Fumbling with the orange wrapper, my friend grabbed his dry instant ramen noodle block, broke it in half and dunked it into a foam cup of hot water.
Breakfast this morning was modest as were our attitudes. We started to get ready for a full day of climbing.
Not six hours earlier, five of us jumped into two cars, and impulsively drove through the night to the mid-California desert, voluntarily sleeping on dirt, for the promise of a full day of climbing.
I take a slurp of my soup out of a pot as my friend finishes his in his foam cup.
This morning is a beautiful one. The sun’s first light turned everything orange. Birds chirped and behind it there was a unique silence that only comes with a new day. The night before was a perfect starry night, a pitch black sky, with what seemed like an infinite number of stars staring back at you. It was humbling. This was the outdoors and we all chose to be there.
You feel your nerves, you feel your excitement, you can’t help but to feel emotion.
In Greek, there are two words for time.
The first, Chronos refers to actual time, the days, hours, minutes, seconds, the duration of time and how it ticks by and passes. The second, Kairos, is roughly translated to opportunity. Time that is in the moment, time with no regard of length. Kairos refers to the moment that you are in right now and how it makes you feel, the quality of that piece of time you are living.
When you climb all day, time moves by quickly, Oh it’s two o’clock already — Chronos. But, when you are up on a wall, you live and feel Kairos.
You feel your nerves, you feel your excitement, you can’t help but to feel emotion. When you are up on a wall there is a chance that you may fall. It’s a risk that you take, that we all take, when making the decision to leave the horizontal one for a few minutes in a vertical microcosm. To be up there above what is normal takes one hundred percent of your time and energy. You are constantly engaged but counter-intuitively it’s calming.
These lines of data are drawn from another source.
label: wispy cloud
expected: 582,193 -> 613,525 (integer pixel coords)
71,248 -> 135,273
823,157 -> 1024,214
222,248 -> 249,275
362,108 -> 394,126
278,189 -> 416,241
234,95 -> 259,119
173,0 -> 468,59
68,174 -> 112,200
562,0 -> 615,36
When you are up on the wall, you are forced to feel uncomfortable, you are forced to feel uneasy. You are put in a situation that you may not want to be in and you are scared aching with fear.
You get through it and because of it you are a better person. Not just a better climber but a better person.
Climbing for me keeps me growing. You learn so much about yourself when you are alone up there scared. Shaded in fear. It is only you that can overcome it.
Being on the wall is an incredible experience, and anyone who wants to share in that experience is a friend of mine.
Including the four guys I eat packaged Ramen with in the desert.